Un ejemplo un poco trivial pero al mismo tiempo muy hermoso que todos ustedes deben tener en la memoria: Hacia fines del siglo Oscar Wilde escribió una novela muy leída entonces y que todavía se lee, El retrato de Dorian Gray. Quizá sea mala como novela, a mí siempre me ha fascinado pero tal vez objetivamente sea mala; no sé, es un poco melodramática. Cuenta la historia de un joven a quien le hacen un retrato, una pintura al óleo que lo muestra en toda su belleza adolescente. De joven guarda ese retrato y luego circunstancias de la vida lo van haciendo cambiar de conducta y él, que era un hombre bueno y generoso, entra por un camino que lo va llevando lentamente a la maldad, al vicio. Empieza a vivir una vida de crapulosidad, una vida nocturna de la cual nunca se dice nada muy preciso pero que se puede imaginar como una vida profundamente viciosa. Un día, por casualidad, entra al lugar donde tenía colgado su retrato y ve que el retrato ha cambiado. Lo mira y ya no se reconoce como él es frente al espejo. El retrato ha envejecido, tiene marcas en torno a los ojos: la cara empieza a reflejar un poco la vida que él está llevando pero en su propia cara no se refleja nada. Es un poco como si hubiera hecho un pacto con el diablo: está viviendo una vida miserable e incluso criminal hacia el final y quien muestra eso físicamente es el retrato pero no él, que se mantiene hermoso y joven.
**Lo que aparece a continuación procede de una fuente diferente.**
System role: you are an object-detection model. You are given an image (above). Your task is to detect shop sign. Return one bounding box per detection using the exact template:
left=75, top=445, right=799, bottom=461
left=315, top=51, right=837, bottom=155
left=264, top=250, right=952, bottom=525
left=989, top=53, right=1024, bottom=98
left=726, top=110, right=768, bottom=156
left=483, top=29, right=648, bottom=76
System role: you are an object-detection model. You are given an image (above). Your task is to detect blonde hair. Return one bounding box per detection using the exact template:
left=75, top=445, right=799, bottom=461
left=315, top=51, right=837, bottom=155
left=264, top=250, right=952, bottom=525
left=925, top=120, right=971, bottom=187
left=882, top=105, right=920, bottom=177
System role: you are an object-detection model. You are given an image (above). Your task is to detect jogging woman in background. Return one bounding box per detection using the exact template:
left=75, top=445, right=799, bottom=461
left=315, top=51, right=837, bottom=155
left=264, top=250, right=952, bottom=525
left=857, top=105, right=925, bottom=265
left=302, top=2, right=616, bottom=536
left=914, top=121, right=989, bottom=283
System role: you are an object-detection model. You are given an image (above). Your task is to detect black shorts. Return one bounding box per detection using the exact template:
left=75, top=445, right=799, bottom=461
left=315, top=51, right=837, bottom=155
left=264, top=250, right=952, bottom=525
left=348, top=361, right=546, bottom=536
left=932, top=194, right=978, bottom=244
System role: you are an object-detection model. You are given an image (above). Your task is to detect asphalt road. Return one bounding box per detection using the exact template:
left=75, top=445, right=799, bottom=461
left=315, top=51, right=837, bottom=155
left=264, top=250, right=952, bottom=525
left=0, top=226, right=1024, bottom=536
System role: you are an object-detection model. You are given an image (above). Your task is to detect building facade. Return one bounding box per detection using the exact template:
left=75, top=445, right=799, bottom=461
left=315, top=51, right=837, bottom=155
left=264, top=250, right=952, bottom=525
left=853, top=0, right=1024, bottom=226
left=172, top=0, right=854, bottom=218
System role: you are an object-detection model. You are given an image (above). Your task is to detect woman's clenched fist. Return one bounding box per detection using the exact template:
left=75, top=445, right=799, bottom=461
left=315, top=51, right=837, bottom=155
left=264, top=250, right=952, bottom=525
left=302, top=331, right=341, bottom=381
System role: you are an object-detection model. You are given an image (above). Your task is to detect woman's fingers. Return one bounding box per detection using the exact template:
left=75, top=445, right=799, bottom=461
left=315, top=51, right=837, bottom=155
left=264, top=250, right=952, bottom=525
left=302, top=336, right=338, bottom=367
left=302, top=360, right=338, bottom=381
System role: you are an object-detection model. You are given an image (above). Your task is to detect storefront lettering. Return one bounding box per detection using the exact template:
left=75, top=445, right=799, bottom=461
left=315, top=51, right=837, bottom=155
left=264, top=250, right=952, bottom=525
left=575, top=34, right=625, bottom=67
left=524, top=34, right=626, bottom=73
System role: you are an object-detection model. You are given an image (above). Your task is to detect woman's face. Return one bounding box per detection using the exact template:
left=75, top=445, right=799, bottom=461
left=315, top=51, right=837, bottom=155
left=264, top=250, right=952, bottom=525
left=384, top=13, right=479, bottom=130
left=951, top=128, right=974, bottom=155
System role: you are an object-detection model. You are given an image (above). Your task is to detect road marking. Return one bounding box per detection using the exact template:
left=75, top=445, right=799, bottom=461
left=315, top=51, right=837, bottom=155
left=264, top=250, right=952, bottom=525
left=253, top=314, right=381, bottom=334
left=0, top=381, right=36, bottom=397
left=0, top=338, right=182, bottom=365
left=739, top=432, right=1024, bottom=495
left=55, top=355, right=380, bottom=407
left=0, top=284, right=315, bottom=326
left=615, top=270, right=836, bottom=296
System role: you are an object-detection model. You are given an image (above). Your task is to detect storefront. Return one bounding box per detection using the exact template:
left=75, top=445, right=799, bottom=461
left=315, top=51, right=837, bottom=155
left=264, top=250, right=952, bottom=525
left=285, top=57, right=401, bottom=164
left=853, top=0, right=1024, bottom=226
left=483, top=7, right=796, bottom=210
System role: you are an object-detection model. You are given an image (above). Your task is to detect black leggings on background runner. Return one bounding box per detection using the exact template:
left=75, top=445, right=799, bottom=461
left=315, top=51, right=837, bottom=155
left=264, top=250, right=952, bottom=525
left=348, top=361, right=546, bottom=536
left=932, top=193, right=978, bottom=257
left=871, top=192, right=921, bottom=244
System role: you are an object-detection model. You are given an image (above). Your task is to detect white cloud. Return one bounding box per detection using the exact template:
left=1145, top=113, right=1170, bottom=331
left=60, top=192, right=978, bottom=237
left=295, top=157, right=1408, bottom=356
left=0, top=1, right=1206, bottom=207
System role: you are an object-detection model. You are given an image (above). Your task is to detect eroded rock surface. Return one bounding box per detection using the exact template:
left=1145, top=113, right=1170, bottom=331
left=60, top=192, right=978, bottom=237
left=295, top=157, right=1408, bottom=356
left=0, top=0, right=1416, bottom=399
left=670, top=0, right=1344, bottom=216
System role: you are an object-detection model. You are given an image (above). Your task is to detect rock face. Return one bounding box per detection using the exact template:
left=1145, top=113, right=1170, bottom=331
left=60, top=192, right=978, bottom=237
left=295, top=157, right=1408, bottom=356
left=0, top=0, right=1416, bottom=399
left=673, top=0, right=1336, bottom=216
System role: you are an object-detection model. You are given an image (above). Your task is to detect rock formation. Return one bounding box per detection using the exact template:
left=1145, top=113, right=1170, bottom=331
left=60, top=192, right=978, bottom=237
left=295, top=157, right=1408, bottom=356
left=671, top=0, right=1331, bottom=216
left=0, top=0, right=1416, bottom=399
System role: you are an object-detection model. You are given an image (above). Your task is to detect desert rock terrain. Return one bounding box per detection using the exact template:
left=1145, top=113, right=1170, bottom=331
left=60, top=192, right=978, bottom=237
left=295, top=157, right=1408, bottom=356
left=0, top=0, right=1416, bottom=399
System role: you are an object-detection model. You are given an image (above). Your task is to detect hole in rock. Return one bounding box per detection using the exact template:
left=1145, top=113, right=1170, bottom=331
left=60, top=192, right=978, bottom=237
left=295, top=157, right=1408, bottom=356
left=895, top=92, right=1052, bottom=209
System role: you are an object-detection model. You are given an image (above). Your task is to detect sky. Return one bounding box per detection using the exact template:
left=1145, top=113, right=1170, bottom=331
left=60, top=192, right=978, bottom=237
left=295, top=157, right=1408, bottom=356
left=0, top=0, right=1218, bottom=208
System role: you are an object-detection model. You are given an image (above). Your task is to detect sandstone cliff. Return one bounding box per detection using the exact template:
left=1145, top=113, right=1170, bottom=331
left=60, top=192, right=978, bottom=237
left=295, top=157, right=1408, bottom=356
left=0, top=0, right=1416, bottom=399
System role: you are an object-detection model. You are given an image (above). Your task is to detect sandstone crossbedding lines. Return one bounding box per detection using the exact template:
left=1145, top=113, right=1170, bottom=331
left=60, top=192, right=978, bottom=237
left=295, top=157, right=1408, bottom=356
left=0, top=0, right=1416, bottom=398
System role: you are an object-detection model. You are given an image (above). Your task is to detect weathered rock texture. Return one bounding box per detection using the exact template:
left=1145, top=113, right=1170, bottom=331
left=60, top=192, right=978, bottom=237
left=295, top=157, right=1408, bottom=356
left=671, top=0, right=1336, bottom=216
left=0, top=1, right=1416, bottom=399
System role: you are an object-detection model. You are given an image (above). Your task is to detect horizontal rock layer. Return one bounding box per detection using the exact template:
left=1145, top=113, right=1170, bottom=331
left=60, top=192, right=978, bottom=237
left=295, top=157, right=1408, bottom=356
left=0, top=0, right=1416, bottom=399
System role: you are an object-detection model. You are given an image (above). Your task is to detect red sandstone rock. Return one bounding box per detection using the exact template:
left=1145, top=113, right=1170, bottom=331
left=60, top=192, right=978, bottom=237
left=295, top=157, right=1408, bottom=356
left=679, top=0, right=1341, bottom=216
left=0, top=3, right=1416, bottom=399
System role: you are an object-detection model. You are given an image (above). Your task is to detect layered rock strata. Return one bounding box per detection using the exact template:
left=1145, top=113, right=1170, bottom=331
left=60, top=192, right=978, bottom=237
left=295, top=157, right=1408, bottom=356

El retrato sigue degenerando, envejeciendo; el cuerpo y la cara cambian cada vez más… He olvidado los detalles, lo leí hace ya muchos años y no he vuelto a leerlo y no lo tengo aquí, pero sé que al final, en un momento de clímax, Dorian Gray tiene una especie de último remordimiento cuando se ve a sí mismo en el retrato como es realmente: las vidas que ha destrozado, la gente que ha traicionado y sigue siendo joven y bello. El retrato lo denuncia, en el retrato se ve la cara del mal, la cara del hombre profundamente corrompido y enviciado. Entonces no puede resistir y toma un cuchillo y avanza para destrozarlo. Los criados oyen un grito y el golpe de un cuerpo que cae, entran en la habitación y encuentran el retrato donde está Dorian Gray con toda su belleza, el retrato original tal como lo había pintado el pintor, y en el suelo el cadáver apuñaleado de un hombre repugnante con la cara llena de marcas de vicio y con la ropa destrozada y manchada.
En ese tema, con todo lo que puede tener de pueril, la inversión de lo fantástico total por lo real total es absoluta: el mundo de lo fantástico entra en la realidad, salta del retrato a Dorian Gray; y, contrariamente, Dorian Gray o lo que había llegado a ser, salta de vuelta al retrato. Ese tema se ha repetido con bastante frecuencia en la literatura, pero, como tampoco se trata de contar muchos cuentos seguidos, vuelvo a uno mío, muy corto, que me parece que contiene esa modalidad que podríamos llamar extrema de lo fantástico, ahí donde los límites entre lo real y lo fantástico cesan de valer y las dos cosas se interfusionan. Es un cuento muy breve que se llama «Continuidad de los parques», el cuento más breve que he escrito; en realidad cabe en una página y media y sin embargo es un cuento tal como yo entiendo el género: se acuerdan ustedes que hablamos al comienzo del relato que se cierra sobre sí mismo, se completa y tiene algo de fatal que concluye en esa noción de la esfericidad; en el caso de los cuentos fantásticos se tiene que cumplir realmente para conseguir el efecto que el autor quería, como sucedía en «Calor de agosto» donde el cumplimiento de la fatalidad es absoluto y total.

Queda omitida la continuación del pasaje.